Mittwoch, 5. Oktober 2011

Essen und Sein

Quelle: Amazon.de
Ein sadistisches Buch. Für Fleischfreunde: ein sadistisches Buch! Es vergällt einem den Hunger. Ebenfalls ein masochistisches. Es knüppelt das Gewissen. Informativ ist es obendrauf - nicht nur für Karnisten natürlich. Jonathan Safran Foer lieferte mit "Tiere Essen" Seiten ab, die tief ins Gemüt von Fleischessern graben. Er tut das nicht moralingesäuert, nicht oberlehrerhaft. Sein Ton ist getragen, fast erschütternd zurückhaltend. Niemand soll zur Fleischlosigkeit belehrt werden, meint Foer. Raffiniert ist das von ihm schon, sich dergestalt aus der Rolle des Moralisten stehlen zu wollen. Niemand soll fleischlos werden - aber der, der es liest, der wird. Vielleicht nicht vollumfänglich, Vegetarierer muß er deshalb nicht gleich werden. Fleischkonsum ist zu sehr anerzogen, als dass man ihn mit dem Lesen eines Buches ablegen könnte. Aber man denkt nach, wenn man kaut - und wenn es der Geldbeutel hergibt, dann kauft man so, dass man mit etwas besserem Gewissen kauen kann.

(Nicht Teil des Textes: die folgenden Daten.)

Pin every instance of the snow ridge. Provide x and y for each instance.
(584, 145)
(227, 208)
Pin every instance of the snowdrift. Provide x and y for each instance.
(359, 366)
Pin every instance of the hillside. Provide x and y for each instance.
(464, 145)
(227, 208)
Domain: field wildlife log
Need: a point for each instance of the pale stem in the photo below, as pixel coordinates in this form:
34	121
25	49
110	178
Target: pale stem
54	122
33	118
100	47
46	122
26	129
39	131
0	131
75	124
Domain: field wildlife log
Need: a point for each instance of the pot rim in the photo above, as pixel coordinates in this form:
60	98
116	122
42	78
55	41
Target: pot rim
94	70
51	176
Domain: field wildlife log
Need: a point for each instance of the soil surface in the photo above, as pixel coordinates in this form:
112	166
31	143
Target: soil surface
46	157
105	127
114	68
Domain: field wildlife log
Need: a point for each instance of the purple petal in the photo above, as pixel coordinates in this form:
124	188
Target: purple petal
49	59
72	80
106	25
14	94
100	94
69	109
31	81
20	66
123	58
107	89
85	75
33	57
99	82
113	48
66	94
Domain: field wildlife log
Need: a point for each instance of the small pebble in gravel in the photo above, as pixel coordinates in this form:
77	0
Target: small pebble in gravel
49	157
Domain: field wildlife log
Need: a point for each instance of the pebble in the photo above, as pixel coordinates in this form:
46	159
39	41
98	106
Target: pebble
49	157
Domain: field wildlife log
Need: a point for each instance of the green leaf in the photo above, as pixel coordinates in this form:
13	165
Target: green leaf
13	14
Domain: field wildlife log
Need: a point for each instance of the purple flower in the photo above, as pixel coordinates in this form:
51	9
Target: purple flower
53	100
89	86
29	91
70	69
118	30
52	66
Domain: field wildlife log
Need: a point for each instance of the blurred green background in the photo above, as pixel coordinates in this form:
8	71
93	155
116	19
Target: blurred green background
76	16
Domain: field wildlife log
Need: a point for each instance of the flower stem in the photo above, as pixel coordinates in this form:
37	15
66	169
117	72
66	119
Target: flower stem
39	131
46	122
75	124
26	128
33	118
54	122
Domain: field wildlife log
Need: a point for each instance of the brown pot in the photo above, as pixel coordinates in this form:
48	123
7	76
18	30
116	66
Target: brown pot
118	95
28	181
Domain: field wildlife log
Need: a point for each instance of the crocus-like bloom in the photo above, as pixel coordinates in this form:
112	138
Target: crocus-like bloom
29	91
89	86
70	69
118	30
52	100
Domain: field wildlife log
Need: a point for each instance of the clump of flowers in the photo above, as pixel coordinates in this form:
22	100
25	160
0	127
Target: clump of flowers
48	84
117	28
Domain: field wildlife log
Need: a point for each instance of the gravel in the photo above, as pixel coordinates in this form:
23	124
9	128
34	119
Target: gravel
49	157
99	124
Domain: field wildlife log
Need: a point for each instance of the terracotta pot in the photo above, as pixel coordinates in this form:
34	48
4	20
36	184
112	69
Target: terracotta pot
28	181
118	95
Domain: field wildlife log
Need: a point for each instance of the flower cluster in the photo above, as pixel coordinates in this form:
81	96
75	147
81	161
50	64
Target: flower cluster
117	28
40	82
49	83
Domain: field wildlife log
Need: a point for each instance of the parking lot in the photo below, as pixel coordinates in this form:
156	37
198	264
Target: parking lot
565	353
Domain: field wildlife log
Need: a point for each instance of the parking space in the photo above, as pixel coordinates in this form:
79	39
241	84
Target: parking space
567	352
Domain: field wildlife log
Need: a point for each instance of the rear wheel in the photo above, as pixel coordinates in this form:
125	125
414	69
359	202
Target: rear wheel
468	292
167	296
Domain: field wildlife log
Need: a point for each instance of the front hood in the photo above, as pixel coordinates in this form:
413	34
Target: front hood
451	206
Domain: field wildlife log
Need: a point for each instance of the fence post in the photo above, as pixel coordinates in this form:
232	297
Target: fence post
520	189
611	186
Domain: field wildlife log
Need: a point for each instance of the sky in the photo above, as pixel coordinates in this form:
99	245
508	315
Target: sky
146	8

Mit etwas besserem Gewissen wohlgemerkt. Mit gutem Gewissen nie. Das lehrt uns der Autor auch: Lebensmittel, wie sie in den Industrieländern produziert werden, auch wenn man aus biologischem Anbau konsumiert, sind immer ethisch bedenklich. Mal mehr, mal weniger. Unerträglich ist die Massentierhaltung und -schlachtung, wie sie der Autor beschreibt, wie er sie selbst besucht hat. Er berichtet von Bluträuschen der Angestellten, die selbst noch lebenden Rindern die Haut vom Fleisch ziehen, wie sie sie noch lebend - manche überstehen die Tortur des Hautabziehens! - in Hälften reißen. Möglich, dass man so handelt, wenn man täglich durch Blut watet und Lebewesen nur noch als Produkt sieht - auch die Angestellten solcher Vernichtungsfabriken sind irgendwie Opfer. Scheiße ist auch ein Thema bei Foer. Wohin mit ihr? Die Massentierhaltung fabriziert Berge davon. Die Hallen, wo das noch lebende Fleisch lagert, kann man ohne Lüftung nicht betreten - man würde ersticken. Und das tut auch der Planet früher oder später. Er könnte in Gebirgen dampfender Scheiße ersticken, wenn er keine Lösung findet. Von den medizinischen Wirkstoffen in der Scheiße, wollen wir mal gar nicht reden. Ein Löffelchen Viehkacke oder ein Becherchen Antibiotikum: macht das noch einen großen Unterschied?

Foer liefert kein vergeistigtes Buch ab. Er ist kein Poet, der die Erfahrungen des Vernichtungsschlundes blumig beschreibt, wie einst Semprún oder neuerdings Müller im Bezug auf die menschliche Kreatur. "Tiere Essen" ist auch kein Manifest gegen den Wahnsinn, den wir auf dem Teller liegen haben. Es ist ein Bericht - es sind mehrere Berichte, die sich ergänzen und die aufeinander aufbauen. Vom Philosophen Ludwig Feuerbach ist uns das famose Bonmot übermittelt, wonach man ist, was man isst - das meinte er damals durchaus klassenkämpferisch. Die spärliche Kost des sich formierenden Arbeiterstandes machte deutlich, was man ist, was man gilt in der Gesellschaft. Das hat sich nur wenig geändert: Discounter-Fleisch mit ethischen Verunreinigungen für die Masse; gestreichelte Rindersteaks für Gutbetuchte - jedenfalls könnten die sich so ein Fleisch leisten, wenn sie wollten. Denkbar ist aber, dass man Feuerbachs Zitat metaphysischer liest: Wenn man eine Lebensmittelerzeugung stillschweigend duldet, die die Natur, das was uns umgibt - religiöse Menschen würden sagen: die Schöpfung -, schröpft und gnadenlos ausbeutet, mit Lebewesen umgeht wie mit toter Materie... wenn man dergleichen ethische Notstände toleriert, sind wir dann nicht auch ein ethischer Notstand als Gesellschaft. Ist man wirklich, was man isst, so könnte man ohne Anspruch auf Richtigkeit ableiten, dass die Gesellschaft repressiv wird, wie die Lebensmittel, die wir repressiv wider die Natur herstellen.

"Tiere Essen" von Jonathan Safran Foer erschien bei Kiepenheuer & Witsch.